É essencial que os responsáveis pelo projeto realizem avaliações rigorosas do impacto ambiental e mantenham um diálogo transparente com as comunidades afetadas. A implementação de práticas sustentáveis, como o uso de energias renováveis e uma gestão responsável dos resíduos, pode mitigar alguns destes riscos. Contudo, o sucesso do projeto dependerá de um equilíbrio entre o desenvolvimento e a proteção ambiental e social.
Os desafios ambientais são agravados pela falta de cooperação das autoridades governamentais, o que intensifica a tensão entre o desenvolvimento, a preservação e a justiça social. Projetos de infraestruturas desta magnitude devem envolver as comunidades locais, garantindo um processo transparente e equitativo, bem como compensações justas para os proprietários privados. É fundamental que os direitos constitucionais de propriedade privada sejam respeitados, para evitar conflitos prolongados relacionados com a terra.
A insatisfação com o projeto-piloto da MCC não se limita aos proprietários locais, mas estende-se também aos residentes. Uma das principais preocupações prende-se com a atuação do Governo, através do Ministério da Justiça, que terá violado os princípios e normas previstas na Lei da Expropriação por Utilidade Pública. Esta situação representa um desrespeito pelo direito fundamental à propriedade privada, consagrado na Constituição.
Compete ao Governo e às entidades envolvidas garantir que o interesse público é respeitado, assegurando a legalidade, a justiça, a igualdade, a proporcionalidade, a imparcialidade e a boa-fé. Os princípios e regras estabelecidos no processo de expropriação são fundamentais para a validade dos atos administrativos praticados pelo Ministério da Justiça, podendo afetar diretamente os direitos dos proprietários.

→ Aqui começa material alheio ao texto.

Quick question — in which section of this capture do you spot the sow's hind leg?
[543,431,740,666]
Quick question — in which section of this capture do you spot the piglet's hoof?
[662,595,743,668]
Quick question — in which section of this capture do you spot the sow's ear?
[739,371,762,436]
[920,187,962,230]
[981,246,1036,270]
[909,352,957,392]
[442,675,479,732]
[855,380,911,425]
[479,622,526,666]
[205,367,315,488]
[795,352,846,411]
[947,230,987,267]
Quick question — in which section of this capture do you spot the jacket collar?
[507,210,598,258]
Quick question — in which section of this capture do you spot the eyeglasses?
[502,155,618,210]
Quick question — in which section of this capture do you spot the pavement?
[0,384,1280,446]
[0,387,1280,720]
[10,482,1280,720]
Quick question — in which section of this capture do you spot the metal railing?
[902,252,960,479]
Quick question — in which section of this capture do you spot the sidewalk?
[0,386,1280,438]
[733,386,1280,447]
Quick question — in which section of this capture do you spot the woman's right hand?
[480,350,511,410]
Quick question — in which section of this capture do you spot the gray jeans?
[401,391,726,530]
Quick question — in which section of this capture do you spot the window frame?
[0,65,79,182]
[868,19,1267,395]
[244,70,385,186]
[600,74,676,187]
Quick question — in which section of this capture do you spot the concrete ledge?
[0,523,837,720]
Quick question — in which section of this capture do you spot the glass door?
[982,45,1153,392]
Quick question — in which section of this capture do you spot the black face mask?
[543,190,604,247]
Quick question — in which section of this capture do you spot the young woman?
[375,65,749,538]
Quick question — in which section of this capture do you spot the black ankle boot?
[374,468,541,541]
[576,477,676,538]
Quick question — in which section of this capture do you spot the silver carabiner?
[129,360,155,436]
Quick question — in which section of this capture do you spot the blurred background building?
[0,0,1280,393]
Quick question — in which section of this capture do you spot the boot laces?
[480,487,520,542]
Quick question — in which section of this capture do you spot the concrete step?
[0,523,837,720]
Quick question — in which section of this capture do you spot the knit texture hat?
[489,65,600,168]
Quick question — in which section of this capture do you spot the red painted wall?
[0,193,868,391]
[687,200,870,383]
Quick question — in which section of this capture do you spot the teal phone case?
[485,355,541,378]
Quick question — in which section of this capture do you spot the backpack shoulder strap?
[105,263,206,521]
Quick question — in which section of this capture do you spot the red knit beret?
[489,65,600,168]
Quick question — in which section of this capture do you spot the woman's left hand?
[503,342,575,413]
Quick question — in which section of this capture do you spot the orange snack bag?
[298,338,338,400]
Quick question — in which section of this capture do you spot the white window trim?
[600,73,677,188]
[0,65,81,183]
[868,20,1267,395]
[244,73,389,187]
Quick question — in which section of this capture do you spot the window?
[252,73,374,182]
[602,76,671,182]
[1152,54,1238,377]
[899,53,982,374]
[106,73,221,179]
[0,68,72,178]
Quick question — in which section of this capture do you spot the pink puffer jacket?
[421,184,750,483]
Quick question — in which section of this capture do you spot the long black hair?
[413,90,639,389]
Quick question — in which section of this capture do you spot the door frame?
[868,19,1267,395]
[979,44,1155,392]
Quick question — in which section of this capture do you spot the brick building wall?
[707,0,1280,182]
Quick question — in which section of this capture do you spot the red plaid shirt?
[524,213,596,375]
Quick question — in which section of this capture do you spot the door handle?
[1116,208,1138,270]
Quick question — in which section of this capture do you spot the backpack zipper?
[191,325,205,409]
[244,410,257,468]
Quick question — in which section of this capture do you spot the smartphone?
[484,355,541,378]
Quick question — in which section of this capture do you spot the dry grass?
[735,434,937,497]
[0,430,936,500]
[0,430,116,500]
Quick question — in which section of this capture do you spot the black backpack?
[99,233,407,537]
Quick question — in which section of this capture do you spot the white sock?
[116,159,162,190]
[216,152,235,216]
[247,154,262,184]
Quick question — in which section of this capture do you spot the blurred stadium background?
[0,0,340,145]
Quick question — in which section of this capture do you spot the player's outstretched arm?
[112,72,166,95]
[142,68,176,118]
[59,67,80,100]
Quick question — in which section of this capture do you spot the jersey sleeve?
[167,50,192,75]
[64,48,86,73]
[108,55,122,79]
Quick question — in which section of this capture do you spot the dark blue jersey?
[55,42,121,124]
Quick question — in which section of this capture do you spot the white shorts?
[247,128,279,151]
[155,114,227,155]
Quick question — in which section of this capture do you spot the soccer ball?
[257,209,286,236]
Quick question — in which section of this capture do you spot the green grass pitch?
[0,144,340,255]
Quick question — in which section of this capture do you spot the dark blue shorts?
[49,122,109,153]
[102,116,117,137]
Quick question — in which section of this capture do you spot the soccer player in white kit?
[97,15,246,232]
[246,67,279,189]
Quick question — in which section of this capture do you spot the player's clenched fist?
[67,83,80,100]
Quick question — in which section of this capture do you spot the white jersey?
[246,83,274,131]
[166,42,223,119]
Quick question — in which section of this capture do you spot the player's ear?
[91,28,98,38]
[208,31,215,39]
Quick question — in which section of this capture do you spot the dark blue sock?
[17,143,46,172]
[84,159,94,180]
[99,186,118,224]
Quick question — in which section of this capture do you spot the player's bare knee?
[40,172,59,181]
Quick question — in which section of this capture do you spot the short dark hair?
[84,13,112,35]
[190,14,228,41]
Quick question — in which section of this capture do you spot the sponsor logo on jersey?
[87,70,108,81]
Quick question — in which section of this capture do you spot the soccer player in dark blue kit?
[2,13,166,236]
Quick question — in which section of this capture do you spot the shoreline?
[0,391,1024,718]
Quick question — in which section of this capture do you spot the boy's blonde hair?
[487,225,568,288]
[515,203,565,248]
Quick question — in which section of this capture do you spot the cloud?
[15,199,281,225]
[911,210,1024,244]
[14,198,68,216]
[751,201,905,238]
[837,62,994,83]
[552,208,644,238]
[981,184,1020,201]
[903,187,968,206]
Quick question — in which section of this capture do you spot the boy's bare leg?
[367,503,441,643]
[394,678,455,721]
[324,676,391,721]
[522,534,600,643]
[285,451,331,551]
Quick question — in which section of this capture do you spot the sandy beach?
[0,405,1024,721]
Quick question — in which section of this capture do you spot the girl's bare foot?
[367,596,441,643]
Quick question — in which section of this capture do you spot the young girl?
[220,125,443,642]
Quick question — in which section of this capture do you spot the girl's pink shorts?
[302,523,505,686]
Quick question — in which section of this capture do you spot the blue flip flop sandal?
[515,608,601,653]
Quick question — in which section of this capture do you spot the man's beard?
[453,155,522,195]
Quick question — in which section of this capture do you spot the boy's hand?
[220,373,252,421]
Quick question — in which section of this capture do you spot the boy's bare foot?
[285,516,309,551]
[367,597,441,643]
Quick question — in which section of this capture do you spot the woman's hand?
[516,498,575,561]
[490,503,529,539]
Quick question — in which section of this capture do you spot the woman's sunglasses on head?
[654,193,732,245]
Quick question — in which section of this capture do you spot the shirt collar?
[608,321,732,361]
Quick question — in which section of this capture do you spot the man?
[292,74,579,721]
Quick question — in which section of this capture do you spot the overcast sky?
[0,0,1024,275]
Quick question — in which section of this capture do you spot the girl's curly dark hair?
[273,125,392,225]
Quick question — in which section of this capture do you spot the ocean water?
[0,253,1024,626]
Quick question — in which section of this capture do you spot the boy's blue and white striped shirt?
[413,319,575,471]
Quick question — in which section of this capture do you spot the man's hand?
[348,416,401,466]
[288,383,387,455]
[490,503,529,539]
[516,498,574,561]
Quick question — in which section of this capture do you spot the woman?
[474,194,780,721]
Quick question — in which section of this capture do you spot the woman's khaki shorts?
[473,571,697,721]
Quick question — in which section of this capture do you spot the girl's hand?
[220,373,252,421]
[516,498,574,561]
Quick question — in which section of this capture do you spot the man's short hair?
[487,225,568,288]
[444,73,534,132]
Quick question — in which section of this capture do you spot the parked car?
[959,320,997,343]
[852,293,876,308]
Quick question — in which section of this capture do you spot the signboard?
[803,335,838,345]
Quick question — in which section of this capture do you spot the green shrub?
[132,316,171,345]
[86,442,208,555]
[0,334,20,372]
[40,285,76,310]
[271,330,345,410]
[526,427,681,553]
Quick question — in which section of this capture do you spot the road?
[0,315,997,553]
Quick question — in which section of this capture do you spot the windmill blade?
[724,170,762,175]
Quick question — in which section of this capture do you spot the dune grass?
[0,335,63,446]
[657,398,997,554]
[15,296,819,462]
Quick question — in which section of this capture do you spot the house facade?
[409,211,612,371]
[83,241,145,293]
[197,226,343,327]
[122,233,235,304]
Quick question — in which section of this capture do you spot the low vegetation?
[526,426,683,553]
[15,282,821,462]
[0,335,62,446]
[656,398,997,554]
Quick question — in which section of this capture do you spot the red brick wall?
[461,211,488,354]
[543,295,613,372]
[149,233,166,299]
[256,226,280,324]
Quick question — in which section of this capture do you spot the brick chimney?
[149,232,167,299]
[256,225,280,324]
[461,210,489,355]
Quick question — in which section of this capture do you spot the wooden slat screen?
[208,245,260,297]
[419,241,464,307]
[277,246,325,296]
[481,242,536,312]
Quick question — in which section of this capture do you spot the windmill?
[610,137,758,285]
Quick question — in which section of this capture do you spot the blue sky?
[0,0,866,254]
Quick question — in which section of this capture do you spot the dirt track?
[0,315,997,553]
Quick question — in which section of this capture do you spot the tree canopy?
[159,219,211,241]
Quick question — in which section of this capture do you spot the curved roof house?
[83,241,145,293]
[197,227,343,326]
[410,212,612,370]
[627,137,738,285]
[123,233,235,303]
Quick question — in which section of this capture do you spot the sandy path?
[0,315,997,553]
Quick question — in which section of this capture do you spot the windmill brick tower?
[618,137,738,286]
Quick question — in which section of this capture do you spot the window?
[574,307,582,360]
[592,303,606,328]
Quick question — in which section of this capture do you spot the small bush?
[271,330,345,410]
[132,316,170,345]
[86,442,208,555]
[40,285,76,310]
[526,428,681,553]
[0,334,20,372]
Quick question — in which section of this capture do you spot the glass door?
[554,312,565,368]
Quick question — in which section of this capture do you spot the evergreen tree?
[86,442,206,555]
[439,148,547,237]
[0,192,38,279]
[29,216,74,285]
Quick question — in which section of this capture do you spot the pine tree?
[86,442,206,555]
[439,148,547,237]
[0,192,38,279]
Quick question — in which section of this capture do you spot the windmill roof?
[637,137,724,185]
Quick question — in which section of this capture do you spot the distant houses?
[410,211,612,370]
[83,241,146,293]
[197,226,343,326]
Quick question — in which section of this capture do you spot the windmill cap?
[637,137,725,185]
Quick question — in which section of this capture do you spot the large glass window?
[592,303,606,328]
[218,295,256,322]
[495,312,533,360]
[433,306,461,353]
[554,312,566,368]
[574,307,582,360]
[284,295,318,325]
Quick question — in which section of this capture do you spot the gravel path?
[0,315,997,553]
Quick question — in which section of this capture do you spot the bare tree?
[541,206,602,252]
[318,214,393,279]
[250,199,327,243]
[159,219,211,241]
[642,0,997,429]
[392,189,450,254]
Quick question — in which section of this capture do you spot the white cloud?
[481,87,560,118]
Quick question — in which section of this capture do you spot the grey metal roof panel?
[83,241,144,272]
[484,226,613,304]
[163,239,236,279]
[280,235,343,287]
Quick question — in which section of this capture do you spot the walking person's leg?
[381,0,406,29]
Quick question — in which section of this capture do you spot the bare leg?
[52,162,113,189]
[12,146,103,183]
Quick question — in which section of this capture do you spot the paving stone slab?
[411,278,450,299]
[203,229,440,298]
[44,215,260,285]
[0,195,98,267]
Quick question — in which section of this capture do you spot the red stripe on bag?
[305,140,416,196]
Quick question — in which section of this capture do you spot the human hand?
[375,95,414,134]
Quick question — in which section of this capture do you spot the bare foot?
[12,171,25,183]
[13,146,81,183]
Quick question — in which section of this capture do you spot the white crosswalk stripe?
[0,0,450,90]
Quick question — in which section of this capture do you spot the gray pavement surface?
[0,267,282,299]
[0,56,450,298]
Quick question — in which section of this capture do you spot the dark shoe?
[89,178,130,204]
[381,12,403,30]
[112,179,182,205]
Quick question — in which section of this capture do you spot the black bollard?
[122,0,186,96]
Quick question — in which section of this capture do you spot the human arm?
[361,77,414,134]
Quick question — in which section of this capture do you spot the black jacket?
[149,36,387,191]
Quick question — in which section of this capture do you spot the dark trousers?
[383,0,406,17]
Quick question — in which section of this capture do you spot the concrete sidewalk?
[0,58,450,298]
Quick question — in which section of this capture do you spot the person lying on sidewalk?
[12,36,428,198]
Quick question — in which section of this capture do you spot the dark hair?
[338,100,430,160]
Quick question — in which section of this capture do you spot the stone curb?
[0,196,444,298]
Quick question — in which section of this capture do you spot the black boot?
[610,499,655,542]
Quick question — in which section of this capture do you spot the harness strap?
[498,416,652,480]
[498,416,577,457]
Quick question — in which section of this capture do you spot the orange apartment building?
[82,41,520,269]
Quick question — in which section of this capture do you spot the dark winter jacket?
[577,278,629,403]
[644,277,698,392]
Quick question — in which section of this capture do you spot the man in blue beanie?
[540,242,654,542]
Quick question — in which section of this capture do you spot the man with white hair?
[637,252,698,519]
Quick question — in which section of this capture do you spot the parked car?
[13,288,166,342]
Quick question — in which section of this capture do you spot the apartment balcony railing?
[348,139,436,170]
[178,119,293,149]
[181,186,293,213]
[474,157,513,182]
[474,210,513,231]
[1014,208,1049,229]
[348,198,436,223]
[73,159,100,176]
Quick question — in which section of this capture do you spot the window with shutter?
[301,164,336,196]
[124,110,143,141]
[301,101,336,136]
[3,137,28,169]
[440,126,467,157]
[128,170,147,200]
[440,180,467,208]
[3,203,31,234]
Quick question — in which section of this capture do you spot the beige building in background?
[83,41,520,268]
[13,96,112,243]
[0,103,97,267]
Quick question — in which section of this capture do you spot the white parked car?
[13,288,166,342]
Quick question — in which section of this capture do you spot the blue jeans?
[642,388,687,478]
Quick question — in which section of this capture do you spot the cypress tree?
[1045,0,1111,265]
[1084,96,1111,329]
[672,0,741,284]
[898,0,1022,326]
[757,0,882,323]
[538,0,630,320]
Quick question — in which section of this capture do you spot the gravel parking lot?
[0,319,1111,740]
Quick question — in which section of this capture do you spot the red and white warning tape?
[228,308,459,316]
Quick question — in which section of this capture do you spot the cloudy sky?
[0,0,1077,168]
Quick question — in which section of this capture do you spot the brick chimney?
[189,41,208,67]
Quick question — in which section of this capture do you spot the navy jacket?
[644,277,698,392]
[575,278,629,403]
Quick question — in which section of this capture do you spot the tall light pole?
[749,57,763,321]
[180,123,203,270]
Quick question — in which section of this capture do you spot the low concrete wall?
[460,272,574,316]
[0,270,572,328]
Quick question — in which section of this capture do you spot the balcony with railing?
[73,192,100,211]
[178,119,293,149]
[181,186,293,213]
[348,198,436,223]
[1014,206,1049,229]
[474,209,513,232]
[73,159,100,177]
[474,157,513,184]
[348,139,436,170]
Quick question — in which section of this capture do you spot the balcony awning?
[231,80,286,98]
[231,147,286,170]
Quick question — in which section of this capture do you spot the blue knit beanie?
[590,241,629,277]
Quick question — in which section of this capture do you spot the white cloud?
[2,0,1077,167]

Como afirmado por um grupo significativo de proprietários locais, numa carta dirigida ao Ministro da Justiça, Sérgio Ornai, qualquer tentativa de validar atos administrativos inválidos representaria uma grave distorção do Estado de Direito, passível de ações legais no Tribunal Distrital de Díli.
Outro ponto de discórdia é o valor da compensação oferecida pelo Governo para as terras de Bebonuk, fixado em 90 dólares por metro quadrado, num mercado onde os preços podem atingir até 500 dólares por metro quadrado. Esta diferença gerou forte descontentamento e acusações de abuso de poder, levando a um impasse. O descontentamento foi ainda agravado pela falta de comunicação e de envolvimento dos proprietários no processo de tomada de decisões, o que criou uma perceção generalizada de privação de direitos.
Tais disputas e tensões realçam a importância absoluta de processos legais transparentes, imparciais e justos na aquisição de terrenos para projetos públicos, bem como a necessidade de mecanismos de compensação adequados que sejam percebidos como justos por todas as partes envolvidas. A resolução desta questão será crucial não só para o avanço deste projeto-piloto, mas também para manter a confiança da comunidade nas iniciativas de desenvolvimento do governo, uma vez que existe uma preocupação sobre o precedente que tais ações podem criar para futuros projetos governamentais e aquisições de terras.
Esta opinião é pessoal e não vincula a instituição em que o escritor representa.
Dionísio da Costa Babo Soares é académico e político timorense, doutorado em Antropologia pela Universidade Nacional da Austrália em 2003. Atualmente é o Representante Permanente de Timor-Leste junto da Organização das Nações Unidas. Foi ministro dos Negócios Estrangeiros de 2018 a 2020, para além de outros cargos importantes ao longo da sua carreira.